The report further explains that in 80% of cases where campaigns were delayed or paused, the decision was combined with other strategic adjustments such as budget reallocation or changes in communication style.
“This points to a more deliberate approach,” the report states. “Rather than withdrawing completely, brands are adjusting, balancing visibility with sensitivity to the moment.”
Only 15% of respondents reported making “no significant change,” reinforcing what the report describes as “an active period of recalibration rather than inactivity.”
The strategic adjustments, however, are not amounting to a complete overhaul. The report found that 65% of CMOs ranked their level of strategic shift at either four or five on a six-point scale, with the average score standing at 3.9.
“Strategic change is widespread but not transformational,” the report says, suggesting that brands are adapting direction rather than reinventing themselves entirely.
One FMCG CMO quoted in the report described uncertainty as a defining leadership test. “Brand leadership is not about growth in stable times, but about clarity and decisiveness in uncertainty – staying focused on what truly matters and protecting both brand trust and business continuity,” the executive said.
Another executive from the travel sector stressed the importance of quick decision-making over perfection. “Agility beats perfection… in disruption, speed of decision-making matters more than perfect decisions,” the CMO said.
One of the report’s key findings is the growing emphasis on brand trust, cultural relevance, and customer loyalty over immediate conversion metrics.
According to the survey, 57% of CMOs said channel strategy and media mix had become their most immediate focus. Brand trust and reputation, along with regional and cultural relevance, were each cited by 50% of respondents, while 43% pointed to customer loyalty and retention.
By comparison, only 36% highlighted conversion and short-term sales as a top priority.
“Priorities are shifting beyond short-term conversion,” the report states. It adds that the data reflects “a broader rebalancing, placing greater emphasis on presence, perception and long-term connection, not just immediate sales.”
A consumer goods CMO quoted in the report said brands must avoid appearing disconnected from local realities.
“Stay locally relevant… do not appear tone deaf. Brand equity and love over transaction should be prioritised in times like this,” the executive said.
Brand vs performance
The report also reveals a striking gap between what CMOs believe drives sustainable growth and what they are currently prioritising in practice.
While 57% identified long-term brand loyalty and another 57% cited investment in brand equity as the key drivers of growth over the next 12 to 18 months, only 28% said long-term brand building was their present focus.
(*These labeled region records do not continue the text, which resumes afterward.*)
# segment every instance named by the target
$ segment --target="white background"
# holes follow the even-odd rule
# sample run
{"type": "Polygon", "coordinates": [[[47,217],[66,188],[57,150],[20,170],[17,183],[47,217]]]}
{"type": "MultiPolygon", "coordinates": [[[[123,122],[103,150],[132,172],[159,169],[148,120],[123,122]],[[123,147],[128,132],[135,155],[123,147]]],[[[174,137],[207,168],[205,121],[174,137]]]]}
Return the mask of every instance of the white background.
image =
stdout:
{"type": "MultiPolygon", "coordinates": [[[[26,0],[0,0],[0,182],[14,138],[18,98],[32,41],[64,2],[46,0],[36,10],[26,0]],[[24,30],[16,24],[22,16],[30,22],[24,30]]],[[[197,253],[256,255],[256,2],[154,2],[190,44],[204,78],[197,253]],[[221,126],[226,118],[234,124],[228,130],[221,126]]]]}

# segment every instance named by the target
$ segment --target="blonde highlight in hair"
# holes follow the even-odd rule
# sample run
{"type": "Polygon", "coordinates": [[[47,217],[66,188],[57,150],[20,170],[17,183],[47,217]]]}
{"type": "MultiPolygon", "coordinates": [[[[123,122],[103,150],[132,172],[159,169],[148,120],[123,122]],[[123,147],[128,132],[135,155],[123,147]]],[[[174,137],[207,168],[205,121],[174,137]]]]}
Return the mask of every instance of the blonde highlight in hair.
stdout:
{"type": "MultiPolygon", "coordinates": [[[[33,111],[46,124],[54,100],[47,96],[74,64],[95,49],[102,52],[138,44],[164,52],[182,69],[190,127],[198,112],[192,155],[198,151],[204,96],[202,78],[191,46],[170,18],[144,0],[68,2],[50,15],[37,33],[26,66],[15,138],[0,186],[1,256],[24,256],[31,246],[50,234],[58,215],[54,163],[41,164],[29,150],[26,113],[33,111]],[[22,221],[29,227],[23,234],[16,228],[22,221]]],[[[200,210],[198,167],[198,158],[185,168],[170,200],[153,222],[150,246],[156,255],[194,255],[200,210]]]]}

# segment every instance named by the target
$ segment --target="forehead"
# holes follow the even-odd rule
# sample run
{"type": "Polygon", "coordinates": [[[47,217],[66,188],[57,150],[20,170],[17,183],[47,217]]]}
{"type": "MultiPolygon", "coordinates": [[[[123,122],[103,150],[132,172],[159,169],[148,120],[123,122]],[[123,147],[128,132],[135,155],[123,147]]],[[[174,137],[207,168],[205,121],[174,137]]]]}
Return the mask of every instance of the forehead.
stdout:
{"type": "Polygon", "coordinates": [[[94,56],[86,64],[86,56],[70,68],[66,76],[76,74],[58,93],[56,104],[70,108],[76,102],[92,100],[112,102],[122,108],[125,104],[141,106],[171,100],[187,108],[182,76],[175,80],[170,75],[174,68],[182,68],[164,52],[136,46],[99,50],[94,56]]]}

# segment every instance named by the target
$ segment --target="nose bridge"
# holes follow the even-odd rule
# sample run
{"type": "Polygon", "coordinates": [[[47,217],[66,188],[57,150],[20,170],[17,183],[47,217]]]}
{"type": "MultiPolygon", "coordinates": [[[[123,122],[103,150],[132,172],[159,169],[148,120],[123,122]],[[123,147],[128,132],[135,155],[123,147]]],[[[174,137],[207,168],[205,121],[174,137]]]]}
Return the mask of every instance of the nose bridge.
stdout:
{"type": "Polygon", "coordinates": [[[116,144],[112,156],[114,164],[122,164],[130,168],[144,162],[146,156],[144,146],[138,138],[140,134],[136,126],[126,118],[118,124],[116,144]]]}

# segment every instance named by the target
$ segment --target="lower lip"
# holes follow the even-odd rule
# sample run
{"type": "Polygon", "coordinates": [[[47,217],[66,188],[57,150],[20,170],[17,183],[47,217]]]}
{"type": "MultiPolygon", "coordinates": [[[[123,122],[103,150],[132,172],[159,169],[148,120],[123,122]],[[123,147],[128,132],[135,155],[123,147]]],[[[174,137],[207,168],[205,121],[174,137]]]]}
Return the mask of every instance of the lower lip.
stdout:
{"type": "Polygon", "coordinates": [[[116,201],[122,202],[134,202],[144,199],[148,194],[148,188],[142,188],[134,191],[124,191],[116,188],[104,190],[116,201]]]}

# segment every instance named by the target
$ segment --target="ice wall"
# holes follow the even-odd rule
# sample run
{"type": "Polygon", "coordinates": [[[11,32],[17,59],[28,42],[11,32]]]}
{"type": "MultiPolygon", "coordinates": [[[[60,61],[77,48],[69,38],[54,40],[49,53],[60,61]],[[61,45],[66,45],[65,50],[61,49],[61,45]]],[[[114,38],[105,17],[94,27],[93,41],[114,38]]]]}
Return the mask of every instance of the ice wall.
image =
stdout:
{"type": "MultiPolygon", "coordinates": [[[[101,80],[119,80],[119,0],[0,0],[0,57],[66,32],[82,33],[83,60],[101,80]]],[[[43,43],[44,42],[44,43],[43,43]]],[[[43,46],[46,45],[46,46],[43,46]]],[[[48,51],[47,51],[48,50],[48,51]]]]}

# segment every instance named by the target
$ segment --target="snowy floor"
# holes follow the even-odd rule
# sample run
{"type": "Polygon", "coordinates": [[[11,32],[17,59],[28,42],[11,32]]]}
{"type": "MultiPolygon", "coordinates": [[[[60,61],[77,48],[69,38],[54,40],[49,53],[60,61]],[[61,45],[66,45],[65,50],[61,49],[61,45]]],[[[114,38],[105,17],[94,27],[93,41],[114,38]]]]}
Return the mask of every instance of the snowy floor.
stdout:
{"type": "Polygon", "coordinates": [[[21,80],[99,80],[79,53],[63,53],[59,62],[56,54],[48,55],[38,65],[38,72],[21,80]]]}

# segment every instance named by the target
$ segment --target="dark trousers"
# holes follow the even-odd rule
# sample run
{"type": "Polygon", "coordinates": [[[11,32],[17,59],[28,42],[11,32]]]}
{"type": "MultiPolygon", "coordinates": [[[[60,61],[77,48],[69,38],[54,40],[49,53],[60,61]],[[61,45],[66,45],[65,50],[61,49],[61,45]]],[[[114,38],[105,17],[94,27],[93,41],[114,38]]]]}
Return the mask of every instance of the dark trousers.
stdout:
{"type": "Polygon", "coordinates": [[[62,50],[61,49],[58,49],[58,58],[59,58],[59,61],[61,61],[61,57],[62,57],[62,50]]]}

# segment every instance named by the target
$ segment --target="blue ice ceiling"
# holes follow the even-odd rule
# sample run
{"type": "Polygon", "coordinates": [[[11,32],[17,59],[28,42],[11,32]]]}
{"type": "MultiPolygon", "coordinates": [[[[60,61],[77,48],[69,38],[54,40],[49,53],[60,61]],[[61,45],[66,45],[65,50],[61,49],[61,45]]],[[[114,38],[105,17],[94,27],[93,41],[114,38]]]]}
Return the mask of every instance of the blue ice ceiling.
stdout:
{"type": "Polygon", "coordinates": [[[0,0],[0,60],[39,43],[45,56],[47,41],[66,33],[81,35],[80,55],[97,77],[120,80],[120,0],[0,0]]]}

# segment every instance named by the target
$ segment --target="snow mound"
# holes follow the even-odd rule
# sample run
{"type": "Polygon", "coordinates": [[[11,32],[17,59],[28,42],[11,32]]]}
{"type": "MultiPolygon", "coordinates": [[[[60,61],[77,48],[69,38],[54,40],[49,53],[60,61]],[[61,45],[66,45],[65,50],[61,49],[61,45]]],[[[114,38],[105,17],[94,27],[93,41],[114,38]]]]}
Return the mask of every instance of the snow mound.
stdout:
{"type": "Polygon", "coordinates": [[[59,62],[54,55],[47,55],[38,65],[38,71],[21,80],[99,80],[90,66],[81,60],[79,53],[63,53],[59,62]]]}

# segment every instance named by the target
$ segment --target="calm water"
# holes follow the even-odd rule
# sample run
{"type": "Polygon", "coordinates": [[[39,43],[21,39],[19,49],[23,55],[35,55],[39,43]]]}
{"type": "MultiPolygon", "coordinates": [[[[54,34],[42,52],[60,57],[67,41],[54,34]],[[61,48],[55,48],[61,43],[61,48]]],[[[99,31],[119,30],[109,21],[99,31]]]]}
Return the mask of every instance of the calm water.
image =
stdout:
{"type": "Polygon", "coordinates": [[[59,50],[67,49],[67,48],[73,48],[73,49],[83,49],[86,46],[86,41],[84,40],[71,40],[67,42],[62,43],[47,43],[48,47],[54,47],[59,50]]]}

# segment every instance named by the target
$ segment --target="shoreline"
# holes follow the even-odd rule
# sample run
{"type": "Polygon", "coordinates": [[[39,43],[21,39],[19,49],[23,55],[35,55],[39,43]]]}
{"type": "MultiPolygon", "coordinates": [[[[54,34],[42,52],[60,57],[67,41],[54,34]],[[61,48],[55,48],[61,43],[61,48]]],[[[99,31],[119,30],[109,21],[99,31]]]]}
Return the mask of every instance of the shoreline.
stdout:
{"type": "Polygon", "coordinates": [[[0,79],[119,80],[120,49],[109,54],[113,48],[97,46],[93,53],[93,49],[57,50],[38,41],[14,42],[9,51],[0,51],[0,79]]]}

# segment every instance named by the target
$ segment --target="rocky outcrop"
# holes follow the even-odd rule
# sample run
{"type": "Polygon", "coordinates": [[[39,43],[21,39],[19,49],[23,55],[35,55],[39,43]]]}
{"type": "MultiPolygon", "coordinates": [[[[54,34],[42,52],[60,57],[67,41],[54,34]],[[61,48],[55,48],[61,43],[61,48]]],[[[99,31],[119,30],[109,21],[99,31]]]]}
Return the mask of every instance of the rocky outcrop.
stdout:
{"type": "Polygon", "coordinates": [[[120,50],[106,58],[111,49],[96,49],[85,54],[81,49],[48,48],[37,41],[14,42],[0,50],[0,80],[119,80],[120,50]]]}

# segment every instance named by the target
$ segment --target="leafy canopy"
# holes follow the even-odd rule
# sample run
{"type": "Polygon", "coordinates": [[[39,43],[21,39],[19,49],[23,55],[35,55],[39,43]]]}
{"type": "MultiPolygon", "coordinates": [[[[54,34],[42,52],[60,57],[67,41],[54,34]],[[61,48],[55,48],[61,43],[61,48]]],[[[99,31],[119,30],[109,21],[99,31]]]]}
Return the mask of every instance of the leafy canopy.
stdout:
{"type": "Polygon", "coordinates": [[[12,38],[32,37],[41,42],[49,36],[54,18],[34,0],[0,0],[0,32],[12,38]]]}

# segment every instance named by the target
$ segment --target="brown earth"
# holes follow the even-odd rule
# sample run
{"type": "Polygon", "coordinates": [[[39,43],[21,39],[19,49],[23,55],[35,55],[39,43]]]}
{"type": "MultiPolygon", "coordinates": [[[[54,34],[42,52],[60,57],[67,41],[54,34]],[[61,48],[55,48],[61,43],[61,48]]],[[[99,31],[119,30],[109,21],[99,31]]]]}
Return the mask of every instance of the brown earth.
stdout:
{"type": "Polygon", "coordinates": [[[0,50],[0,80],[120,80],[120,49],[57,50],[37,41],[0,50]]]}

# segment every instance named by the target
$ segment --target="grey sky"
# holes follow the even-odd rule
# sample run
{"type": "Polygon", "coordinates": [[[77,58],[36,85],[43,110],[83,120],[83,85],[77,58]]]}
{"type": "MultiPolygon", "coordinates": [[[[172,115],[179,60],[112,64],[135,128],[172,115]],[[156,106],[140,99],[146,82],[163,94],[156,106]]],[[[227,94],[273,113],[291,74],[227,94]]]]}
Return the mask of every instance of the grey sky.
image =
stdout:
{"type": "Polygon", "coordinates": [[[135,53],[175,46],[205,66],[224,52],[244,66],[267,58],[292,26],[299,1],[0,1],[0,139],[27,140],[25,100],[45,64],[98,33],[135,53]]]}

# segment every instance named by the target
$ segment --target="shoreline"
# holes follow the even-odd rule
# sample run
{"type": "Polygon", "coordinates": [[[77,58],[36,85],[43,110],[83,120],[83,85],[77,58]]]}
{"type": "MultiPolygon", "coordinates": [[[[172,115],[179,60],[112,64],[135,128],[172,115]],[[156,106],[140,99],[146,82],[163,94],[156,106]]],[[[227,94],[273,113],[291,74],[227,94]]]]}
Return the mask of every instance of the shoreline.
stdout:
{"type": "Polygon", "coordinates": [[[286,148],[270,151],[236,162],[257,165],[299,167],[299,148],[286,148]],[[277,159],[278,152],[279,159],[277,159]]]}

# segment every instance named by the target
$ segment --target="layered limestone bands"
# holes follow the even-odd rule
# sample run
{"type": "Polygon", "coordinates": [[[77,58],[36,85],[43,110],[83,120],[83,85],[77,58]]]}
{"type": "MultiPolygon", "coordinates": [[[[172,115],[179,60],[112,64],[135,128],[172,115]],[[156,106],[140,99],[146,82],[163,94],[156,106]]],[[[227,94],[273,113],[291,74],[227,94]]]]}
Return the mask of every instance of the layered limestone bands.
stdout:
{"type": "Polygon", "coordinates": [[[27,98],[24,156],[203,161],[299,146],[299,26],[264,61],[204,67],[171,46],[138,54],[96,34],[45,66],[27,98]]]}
Instead, 72% admitted their current emphasis remains on short-term performance.
“This is not a contradiction,” the report says. “It reflects the reality of CMOs operating under immediate commercial pressure.”
The report notes that “revenue targets, performance expectations and organisational demands continue to shape how marketing is prioritised,” creating “a tension between what brands believe will drive growth and what they are required to deliver today.”
Only 14% of respondents identified performance marketing as a key driver of long-term growth, underlining the extent to which brand equity is increasingly viewed as a stabilising force during volatile periods.
A technology sector CMO quoted in the study said: “Strong brand equity and business model resilience are the differentiating factors in tough moments.”
Resilience over reaction
The report concludes that the marketing industry in the GCC is moving “from reaction to resilience,” with brands increasingly designing systems capable of adapting to disruption rather than merely responding to it.
“The most resilient brands are not those that respond fastest, but those that have built clarity, consistency and trust over time,” the report says.
Among the recurring themes identified were the need to “act with speed, not perfection,” use brand as “a stabilising force,” remain close to real consumer behaviour, and “design for change, over stability.”
The report ends by raising broader questions about how marketing success should be measured in the future.
“If brand is now understood as a driver of both growth and stability, then the role of marketing needs to evolve accordingly,” it states, asking whether organisations are prepared to move “from short-term performance delivery to long-term value creation.”